Happened once (?) while testing https://github.com/bitcoin/bitcoin/pull/30975.
https://github.com/bitcoin/bitcoin/actions/runs/12826202676/job/35765674846?pr=30975#step:7:3078
I haven’t been able yet to reproduce locally.
Happened once (?) while testing https://github.com/bitcoin/bitcoin/pull/30975.
https://github.com/bitcoin/bitcoin/actions/runs/12826202676/job/35765674846?pr=30975#step:7:3078
I haven’t been able yet to reproduce locally.
So far I tried on (M4) macOS 15.2 with commit 9a90f964a3c4fe75477926d34b7f1813b144449d:
0cmake -B build -DWITH_MULTIPROCESS=ON
1cmake --build build
2BITCOIND=$(pwd)/build/src/bitcoin-node build/test/functional/rpc_misc.py
Using multiprocess master @ 3b2617b3e59f55ae3501c82a62c87f393077779f
From the CI link above the error seems to be:
0node0 stderr libc++abi: terminating due to uncaught exception of type std::__1::system_error: mutex lock failed: Invalid argument
which according to https://stackoverflow.com/questions/66773247/libcabi-dylib-terminating-with-uncaught-exception-of-type-std-1system-er “typically happens when .lock() is called on a mutex that is not yet constructed, or has already been destructed.”
In the test, the error happens when the node is shutting down after an echoipc call has been made:
Another CI failure on the same test, this time on centOS. I’m unsure if it’s the same issue:
https://cirrus-ci.com/task/6027377219731456?logs=ci#L4105
0raise AssertionError("Unexpected stderr {} != {}".format(stderr, expected_stderr))
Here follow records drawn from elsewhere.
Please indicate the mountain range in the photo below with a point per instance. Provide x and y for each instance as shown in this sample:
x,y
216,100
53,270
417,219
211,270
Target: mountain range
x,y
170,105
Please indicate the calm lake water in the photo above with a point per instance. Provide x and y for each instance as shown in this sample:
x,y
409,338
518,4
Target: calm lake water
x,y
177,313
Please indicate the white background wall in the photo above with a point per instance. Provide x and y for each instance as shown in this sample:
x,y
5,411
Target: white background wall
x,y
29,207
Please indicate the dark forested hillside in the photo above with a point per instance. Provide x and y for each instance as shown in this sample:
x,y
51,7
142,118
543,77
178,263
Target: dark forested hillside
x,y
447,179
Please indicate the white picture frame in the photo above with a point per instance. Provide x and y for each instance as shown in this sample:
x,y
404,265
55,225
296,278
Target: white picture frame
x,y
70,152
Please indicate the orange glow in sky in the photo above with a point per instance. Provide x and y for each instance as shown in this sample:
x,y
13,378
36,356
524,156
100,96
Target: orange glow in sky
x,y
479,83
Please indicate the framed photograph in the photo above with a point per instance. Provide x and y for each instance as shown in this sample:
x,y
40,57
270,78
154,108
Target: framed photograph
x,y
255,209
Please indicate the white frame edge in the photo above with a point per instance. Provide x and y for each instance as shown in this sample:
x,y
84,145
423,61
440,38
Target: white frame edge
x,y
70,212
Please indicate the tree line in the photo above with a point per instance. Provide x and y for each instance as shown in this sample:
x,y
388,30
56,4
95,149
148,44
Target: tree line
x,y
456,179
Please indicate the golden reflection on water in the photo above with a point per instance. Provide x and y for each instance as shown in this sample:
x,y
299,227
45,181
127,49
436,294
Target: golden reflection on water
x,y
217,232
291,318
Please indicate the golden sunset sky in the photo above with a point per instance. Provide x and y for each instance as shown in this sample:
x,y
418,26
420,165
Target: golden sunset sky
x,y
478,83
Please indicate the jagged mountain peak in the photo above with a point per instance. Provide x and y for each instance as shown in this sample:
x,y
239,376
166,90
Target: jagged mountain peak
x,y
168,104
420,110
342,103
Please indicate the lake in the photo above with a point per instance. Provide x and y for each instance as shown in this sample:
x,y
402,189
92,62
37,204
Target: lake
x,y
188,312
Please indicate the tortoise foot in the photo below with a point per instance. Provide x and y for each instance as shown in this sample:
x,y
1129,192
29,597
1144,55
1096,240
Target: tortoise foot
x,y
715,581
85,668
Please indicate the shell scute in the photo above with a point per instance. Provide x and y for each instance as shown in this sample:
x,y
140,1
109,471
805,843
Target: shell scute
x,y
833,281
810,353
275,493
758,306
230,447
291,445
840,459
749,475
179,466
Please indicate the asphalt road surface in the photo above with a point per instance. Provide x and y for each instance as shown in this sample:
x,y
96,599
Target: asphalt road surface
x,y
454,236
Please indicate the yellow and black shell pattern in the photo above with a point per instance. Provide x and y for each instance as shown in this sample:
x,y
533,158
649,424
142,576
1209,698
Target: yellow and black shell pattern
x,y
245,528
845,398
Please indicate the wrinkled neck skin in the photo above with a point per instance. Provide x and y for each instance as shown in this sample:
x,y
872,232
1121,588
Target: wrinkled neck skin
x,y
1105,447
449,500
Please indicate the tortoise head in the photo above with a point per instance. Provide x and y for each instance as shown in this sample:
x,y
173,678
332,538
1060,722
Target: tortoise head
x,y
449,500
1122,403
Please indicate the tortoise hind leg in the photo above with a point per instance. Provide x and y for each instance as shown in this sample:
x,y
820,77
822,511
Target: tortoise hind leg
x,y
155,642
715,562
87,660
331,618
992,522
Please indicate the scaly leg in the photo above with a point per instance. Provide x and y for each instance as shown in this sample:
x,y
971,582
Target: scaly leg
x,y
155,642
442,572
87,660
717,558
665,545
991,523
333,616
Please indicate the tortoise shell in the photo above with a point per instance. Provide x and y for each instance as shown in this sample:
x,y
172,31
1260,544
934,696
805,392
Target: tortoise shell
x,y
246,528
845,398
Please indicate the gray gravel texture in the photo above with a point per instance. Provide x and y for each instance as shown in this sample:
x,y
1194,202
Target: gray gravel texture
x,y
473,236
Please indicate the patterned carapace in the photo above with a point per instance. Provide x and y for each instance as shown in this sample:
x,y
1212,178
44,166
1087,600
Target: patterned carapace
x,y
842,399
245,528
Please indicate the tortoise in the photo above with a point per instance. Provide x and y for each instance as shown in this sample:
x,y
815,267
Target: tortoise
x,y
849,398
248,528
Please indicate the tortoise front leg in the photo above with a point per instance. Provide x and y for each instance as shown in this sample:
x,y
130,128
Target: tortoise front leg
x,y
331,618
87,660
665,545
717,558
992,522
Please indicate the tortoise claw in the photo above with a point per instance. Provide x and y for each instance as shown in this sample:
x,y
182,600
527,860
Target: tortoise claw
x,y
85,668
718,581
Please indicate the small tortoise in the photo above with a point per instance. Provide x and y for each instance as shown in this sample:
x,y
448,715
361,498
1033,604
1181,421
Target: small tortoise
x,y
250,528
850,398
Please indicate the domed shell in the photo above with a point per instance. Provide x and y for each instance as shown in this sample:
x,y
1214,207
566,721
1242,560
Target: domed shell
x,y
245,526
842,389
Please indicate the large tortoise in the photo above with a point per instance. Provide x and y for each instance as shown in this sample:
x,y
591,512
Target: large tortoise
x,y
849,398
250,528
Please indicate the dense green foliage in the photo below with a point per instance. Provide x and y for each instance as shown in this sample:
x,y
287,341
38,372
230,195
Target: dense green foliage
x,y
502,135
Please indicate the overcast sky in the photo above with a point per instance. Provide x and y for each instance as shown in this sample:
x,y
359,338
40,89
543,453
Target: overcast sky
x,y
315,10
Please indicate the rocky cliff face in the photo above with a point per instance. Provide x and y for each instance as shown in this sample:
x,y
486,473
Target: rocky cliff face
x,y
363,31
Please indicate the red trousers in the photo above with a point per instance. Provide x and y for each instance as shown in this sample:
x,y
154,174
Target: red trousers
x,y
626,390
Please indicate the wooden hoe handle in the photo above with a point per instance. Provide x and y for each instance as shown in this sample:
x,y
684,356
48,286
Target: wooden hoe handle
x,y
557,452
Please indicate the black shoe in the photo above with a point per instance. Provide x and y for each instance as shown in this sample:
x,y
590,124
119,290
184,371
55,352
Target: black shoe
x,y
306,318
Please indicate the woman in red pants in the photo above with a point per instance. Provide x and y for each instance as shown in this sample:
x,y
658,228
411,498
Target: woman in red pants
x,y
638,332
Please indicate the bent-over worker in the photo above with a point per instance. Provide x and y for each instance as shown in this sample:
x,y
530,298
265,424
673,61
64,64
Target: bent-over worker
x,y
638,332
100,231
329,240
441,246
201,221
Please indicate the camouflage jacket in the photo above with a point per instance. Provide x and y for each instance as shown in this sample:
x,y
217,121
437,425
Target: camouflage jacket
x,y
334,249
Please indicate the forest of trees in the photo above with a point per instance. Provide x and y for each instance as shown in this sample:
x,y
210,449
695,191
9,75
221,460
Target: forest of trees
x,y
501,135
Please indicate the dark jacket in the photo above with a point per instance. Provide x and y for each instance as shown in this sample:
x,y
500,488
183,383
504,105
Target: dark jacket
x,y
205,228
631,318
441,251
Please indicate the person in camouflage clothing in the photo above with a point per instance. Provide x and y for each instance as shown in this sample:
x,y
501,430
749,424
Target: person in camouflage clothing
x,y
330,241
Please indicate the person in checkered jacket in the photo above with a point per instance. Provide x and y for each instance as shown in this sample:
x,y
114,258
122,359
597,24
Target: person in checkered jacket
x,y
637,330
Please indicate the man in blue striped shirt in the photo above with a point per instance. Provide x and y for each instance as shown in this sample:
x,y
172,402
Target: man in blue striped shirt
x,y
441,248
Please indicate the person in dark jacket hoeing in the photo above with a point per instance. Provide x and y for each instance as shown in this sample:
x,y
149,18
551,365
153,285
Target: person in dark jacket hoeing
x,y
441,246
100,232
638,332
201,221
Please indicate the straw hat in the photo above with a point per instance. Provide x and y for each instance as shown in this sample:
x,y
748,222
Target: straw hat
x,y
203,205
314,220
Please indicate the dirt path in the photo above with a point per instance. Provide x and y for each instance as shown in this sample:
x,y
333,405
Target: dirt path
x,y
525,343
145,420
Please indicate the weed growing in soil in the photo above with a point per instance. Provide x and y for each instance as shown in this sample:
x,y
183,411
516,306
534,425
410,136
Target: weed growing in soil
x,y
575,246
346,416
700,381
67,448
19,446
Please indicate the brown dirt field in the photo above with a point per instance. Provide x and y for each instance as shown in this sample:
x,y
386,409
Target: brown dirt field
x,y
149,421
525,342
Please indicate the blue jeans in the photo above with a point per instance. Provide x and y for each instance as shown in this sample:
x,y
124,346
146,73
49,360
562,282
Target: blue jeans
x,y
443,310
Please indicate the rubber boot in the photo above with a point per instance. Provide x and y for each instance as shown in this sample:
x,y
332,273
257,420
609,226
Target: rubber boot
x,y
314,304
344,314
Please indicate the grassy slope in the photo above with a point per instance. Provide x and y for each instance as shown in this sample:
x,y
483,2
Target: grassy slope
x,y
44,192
1AssertionError: Unexpected stderr terminate called after throwing an instance of 'kj::ExceptionImpl'
2what(): mp/proxy.cpp:242: disconnected: write(m_post_fd, &buffer, 1): Broken pipe
The failure on centos https://cirrus-ci.com/task/6027377219731456?logs=ci#L4111 also reported https://github.com/bitcoin/bitcoin/pull/30975#issuecomment-2603827142 is happening in nearly the same place as originally reported failure on macos, when the test tries to stop the node on line https://github.com/bitcoin/bitcoin/blob/11b293a9e7e89f25acc74d0bda5cc68cd164b551/test/functional/rpc_misc.py#L83 after an echoipc call is made.
However, there are some differences between the two cases:
libc++abi: terminating due to uncaught exception of type std::__1::system_error: mutex lock failed: Invalid argument. The crash happens very late though, after Shutdown: done is logged and the IPC event loop exits when the Init object is being destroyedterminate called after throwing an instance of 'kj::ExceptionImpl… probably comes from the child process not the parent process.In both cases there seems to be a race condition and the bug could have the same root cause. I think my next step will be to try to run the test in loop to see if I could reproduce locally.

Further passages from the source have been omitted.